I can’t begin to express how funny this novel is. It doesn’t seem like it should be and if your parent also rented the Paul Newman/Joanna Woodward version of the film in the early 1990s, I don’t think that will do much to prove it. But it’s really funny.
So the novel begins with a page and half chapter relating the meeting, courtship, and marriage of Mr and Mrs Bridge in the early 1920s. Within a page or two more they have first one, then two, and then a third child–two older girls and a boy named Douglas.
The novel then spends a page, two pages, and sometimes a little more in successive 115 chapters each detailing some small event, part of the marriage, detail here or there, or events that cover the next 30 or so years in the marriage. Mrs Bridge is a earnest, if naive, and political neuter person who defers to her husband’s (and the country’s wider) conservatism in all manners. She’s not hateful and she’s not treated with disdain, just allowed to plod forth here and there with small social and emotional misadventures. I can’t really explain any of the scenes, because they won’t really mean or add up to much. But the novel very clearly spells out a life.
The star of the show however is definitely Douglass, the boyest boy to ever boy. He’s not good, but not quite bad. He hates being told, anything, and he’s always up to something, and he cannot be stopped.
Mr. Bridge —
This sequel to Mrs. Bridge came out some ten years ago and is about 100 pages longer than the first book. While the first book is brilliant in its own way, this one takes it to a completely different depth of analysis. Mr. Bridge, husband to Mrs. Bridge, is so prototypical as a Conservative American man, whose inner depths have kind of been plumbed before, but the difference here is something altogether more. Like the first book, this one is absolutely hilarious. There’s one chapter that made me laugh so hard just on the opening sentence that I took a picture of it and sent it to my wife who also recently read the book and we laughed so much at it.

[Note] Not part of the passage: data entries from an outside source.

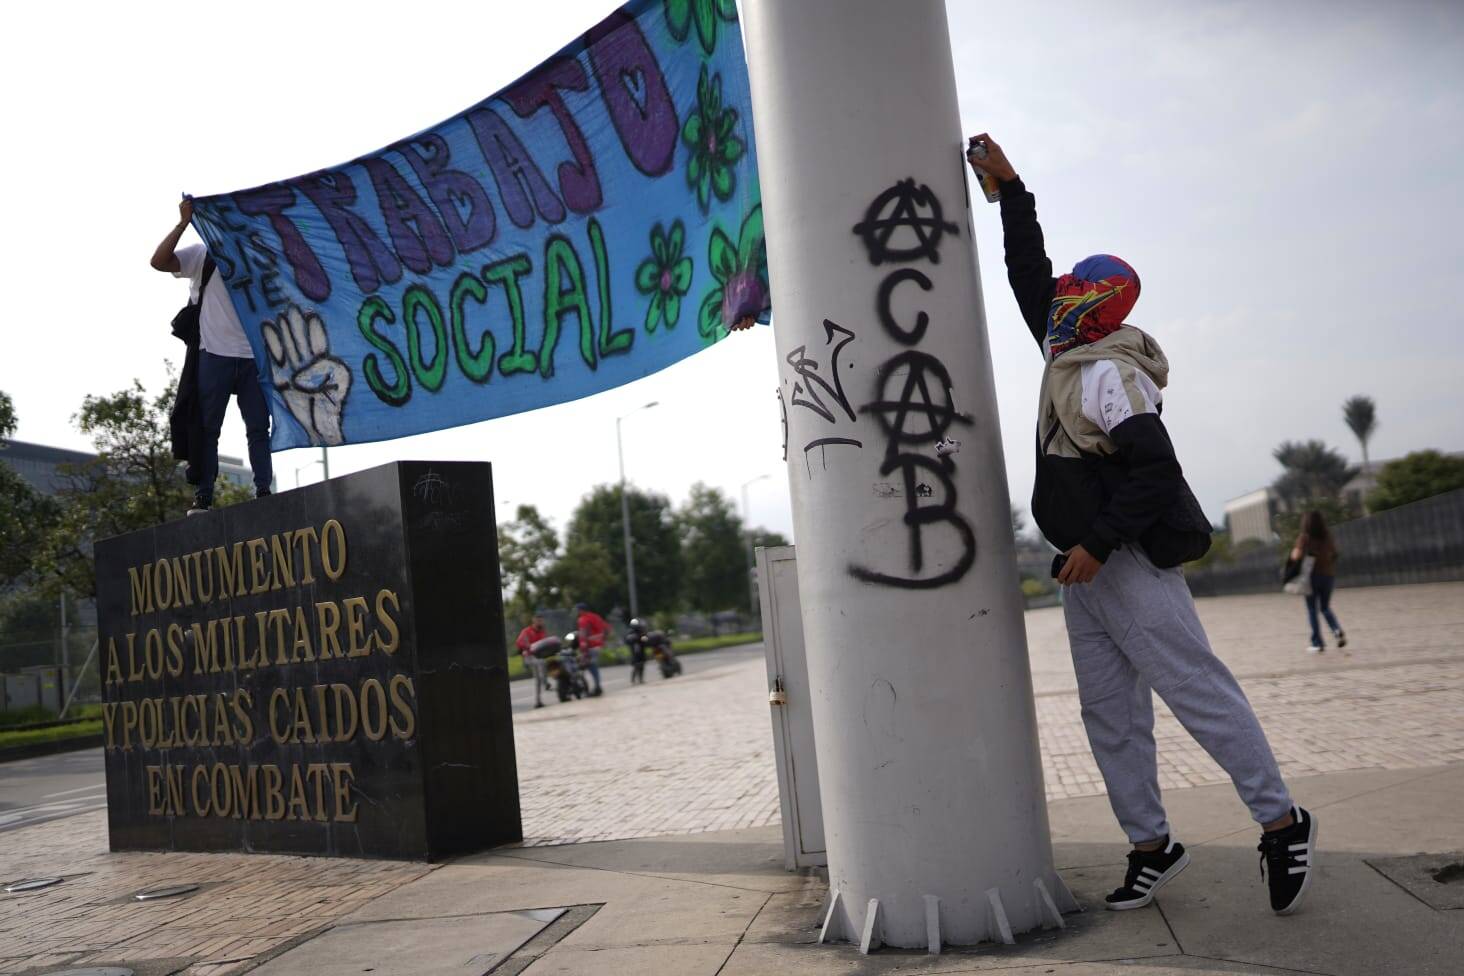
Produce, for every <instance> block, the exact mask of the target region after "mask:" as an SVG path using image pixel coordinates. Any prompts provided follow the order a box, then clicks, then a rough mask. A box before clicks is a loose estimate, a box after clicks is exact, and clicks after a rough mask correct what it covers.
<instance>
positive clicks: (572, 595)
mask: <svg viewBox="0 0 1464 976" xmlns="http://www.w3.org/2000/svg"><path fill="white" fill-rule="evenodd" d="M622 552H624V547H622ZM637 569H638V566H637ZM637 575H638V574H637ZM549 584H550V587H552V590H553V593H556V594H559V597H561V598H562V600H564V603H567V604H574V603H589V604H590V606H591V607H594V609H597V610H609V607H612V606H616V604H619V601H621V600H624V594H625V563H624V562H621V560H618V559H616V558H615V556H612V555H610V553H609V550H608V549H605V546H602V544H600V543H599V541H596V540H593V538H583V537H572V538H569V540H568V541H567V543H565V547H564V553H562V555H561V556H559V559H558V560H555V563H553V566H552V568H550V569H549Z"/></svg>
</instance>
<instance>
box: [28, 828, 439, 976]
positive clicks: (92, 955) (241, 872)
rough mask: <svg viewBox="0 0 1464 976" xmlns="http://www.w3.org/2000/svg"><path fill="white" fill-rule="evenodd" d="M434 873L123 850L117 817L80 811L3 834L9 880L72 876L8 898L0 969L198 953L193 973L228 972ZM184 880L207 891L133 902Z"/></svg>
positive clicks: (414, 870) (228, 972)
mask: <svg viewBox="0 0 1464 976" xmlns="http://www.w3.org/2000/svg"><path fill="white" fill-rule="evenodd" d="M427 871H429V868H427V866H426V865H416V863H400V862H386V860H344V859H341V860H337V859H329V857H280V856H266V855H163V853H157V855H152V853H127V855H113V853H108V850H107V814H105V812H104V811H97V812H92V814H79V815H76V817H70V818H66V819H57V821H50V822H47V824H40V825H35V827H26V828H23V830H15V831H9V833H4V834H0V875H3V876H4V878H6V879H15V878H28V876H29V878H34V876H56V875H64V876H66V881H64V882H63V884H60V885H56V887H54V888H47V890H44V891H37V893H32V894H23V896H0V973H13V972H19V970H23V969H31V967H40V966H60V964H72V966H92V964H101V963H107V961H117V960H129V961H136V960H142V958H171V957H189V958H196V960H198V964H195V966H192V967H189V969H187V970H186V972H187V975H189V976H224V975H225V973H234V972H240V970H243V969H246V967H247V966H249V960H252V957H255V956H258V954H261V953H268V951H269V950H272V948H275V947H280V945H283V944H284V942H288V941H291V939H294V938H299V936H302V935H306V934H310V932H313V931H316V929H321V928H324V926H326V925H328V923H329V922H332V920H335V919H337V917H340V916H343V915H347V913H350V912H353V910H356V909H357V907H360V906H363V904H366V903H367V901H370V900H372V898H375V897H378V896H381V894H384V893H386V891H391V890H392V888H395V887H397V885H400V884H404V882H407V881H411V879H413V878H419V876H422V875H423V874H426V872H427ZM179 882H195V884H201V885H202V890H201V891H199V893H198V894H193V896H189V897H187V898H180V900H174V901H168V900H163V901H152V903H136V901H132V900H130V896H132V894H133V893H135V891H139V890H142V888H154V887H158V885H165V884H179ZM224 960H236V961H224ZM211 963H217V964H211Z"/></svg>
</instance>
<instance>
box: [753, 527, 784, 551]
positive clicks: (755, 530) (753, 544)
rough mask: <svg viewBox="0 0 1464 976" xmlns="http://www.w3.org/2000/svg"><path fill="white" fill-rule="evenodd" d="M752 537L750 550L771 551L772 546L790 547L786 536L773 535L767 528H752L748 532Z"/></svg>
mask: <svg viewBox="0 0 1464 976" xmlns="http://www.w3.org/2000/svg"><path fill="white" fill-rule="evenodd" d="M750 534H751V536H752V549H772V547H774V546H791V544H792V543H789V541H788V536H783V534H782V533H774V531H772V530H769V528H754V530H751V531H750Z"/></svg>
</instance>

The humor in the first book comes from Mrs. Bridge’s inability to fully engage with the world because of her slightly out of touch emotions. Mr. Bridge has a more clear picture of who and what he is, but he’s so detached from feeling and emotion that he barely reacts to almost anything and certainly cannot emote with almost any kind of openness and literacy in his feelings. He feels, but he can’t really explain those feelings. If Mrs. Bridge could be potentially read as an attack on American domestic middle class femininity it’s certainly balanced by this look. Mr. Bridge has almost no inner life left to speak of outside of his sense of duty to family, his sense of fairness in the world (he’s almost a lampoon in a way of Atticus Finch), and his catalog of conservative ideology.
But once again, the star of the show is the son Douglas who somehow might be the funniest character I’ve ever read.